This text was initially revealed by Ampere Computing.

I noticed a blog post about gprofng, a brand new GNU profiling software. The instance in that weblog was a matrix-vector multiplication program written in C. I’m a Java™ programmer, and profiling Java functions is often difficult with instruments which can be designed for statically-compiled C applications, relatively than Java applications which can be compiled at runtime. On this weblog I present that gprofng is straightforward to make use of and helpful for digging into the dynamic habits of a Java software.

Step one was to jot down a matrix multiplication program. I wrote a full matrix-times-matrix program as a result of it’s not tougher than matrix-times-vector. There are three principal strategies: one methodology to compute the inner-most multiply-add, one methodology to mix multiply-adds right into a single component of the consequence, and one methodology to iterate computing every component of the consequence.

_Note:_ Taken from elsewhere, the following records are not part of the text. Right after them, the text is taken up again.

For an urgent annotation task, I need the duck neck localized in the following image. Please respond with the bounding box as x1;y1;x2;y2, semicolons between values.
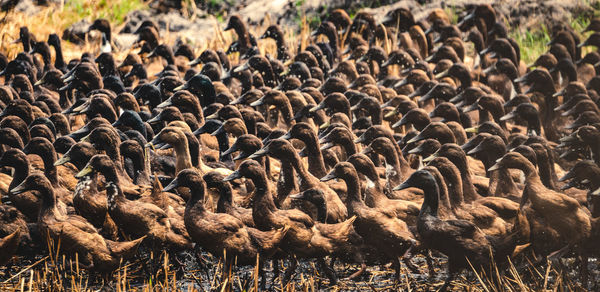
444;168;465;209
371;106;383;125
104;145;127;177
287;151;315;190
38;187;60;222
217;183;233;213
486;168;519;197
343;173;365;216
365;175;388;206
260;65;277;88
538;154;558;190
9;160;29;190
419;185;440;217
130;148;150;184
51;40;66;69
313;198;327;223
185;180;204;211
380;149;402;182
581;166;600;191
41;147;59;188
216;133;233;162
163;52;175;65
452;158;479;203
276;161;296;206
302;131;327;178
105;179;127;211
251;172;277;230
337;137;356;160
172;138;193;173
325;29;339;59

I wrapped the computation in a easy harness to compute the matrix product repeatedly, to ensure the occasions are repeatable. (See End Note 1.) This system prints out when every matrix multiplication begins (relative to the beginning of the Java digital machine), and the way lengthy every matrix multiply takes. Right here I ran the check to multiply two 8000×8000 matrices. The harness repeats the computation 11 occasions, and to higher spotlight the habits later, sleeps for 920 milliseconds between the repetitions:

$ numactl --cpunodebind=0 --membind=0 -- 
java -XX:+UseParallelGC -Xms31g -Xmx31g -Xlog:gc -XX:-UsePerfData 
  MxV -m 8000 -n 8000 -r 11 -s 920

Determine 1: Working the matrix multiply program

Word that the second repetition takes 92% of the time of the primary repetition, and the final repetition takes solely 89% of the primary repetition. These variations within the execution occasions verify that Java applications want a while to heat up.

The query is: Can I take advantage of gprofng to see what is going on between the primary repetition and the final repetition that makes the efficiency enhance?

One method to reply that query is to run this system and let gprofng acquire details about the run. Thankfully, that’s simple: I merely prefix the command line with a gprofng command to gather what gprofng calls an “experiment.”:

$ numactl --cpunodebind=0 --membind=0 -- 
gprofng acquire app 
    java -XX:+UseParallelGC -Xms31g -Xmx31g -Xlog:gc --XX:-UsePerfData 
        MxV -m 8000 -n 8000 -r 11 -s 920

Figure 2: Running the matrix multiply program under gprofng

Determine 2: Working the matrix multiply program underneath gprofng

The very first thing to notice, as with all profiling software, is the overhead that gathering profiling data imposes on the appliance. In comparison with the earlier, unprofiled run, gprofng appears to impose no noticeable overhead.

I can then ask gprofng how the time was spent in the whole software. (See End Note 2.) For the entire run, gprofng says the most well liked 24 strategies are:

$ gprofng show textual content -viewmode skilled -limit 24 -functions

Figure 3: Gprofng display of the hottest 24 methods

Determine 3: Gprofng show of the most well liked 24 strategies

The capabilities view proven above provides the unique and inclusive CPU occasions for every methodology, each in seconds and as a proportion of the overall CPU time. The perform named is a pseudo perform generated by gprofng and has the overall worth of the assorted metrics. On this case I see that the overall CPU time spent on the entire software is 1.201 seconds.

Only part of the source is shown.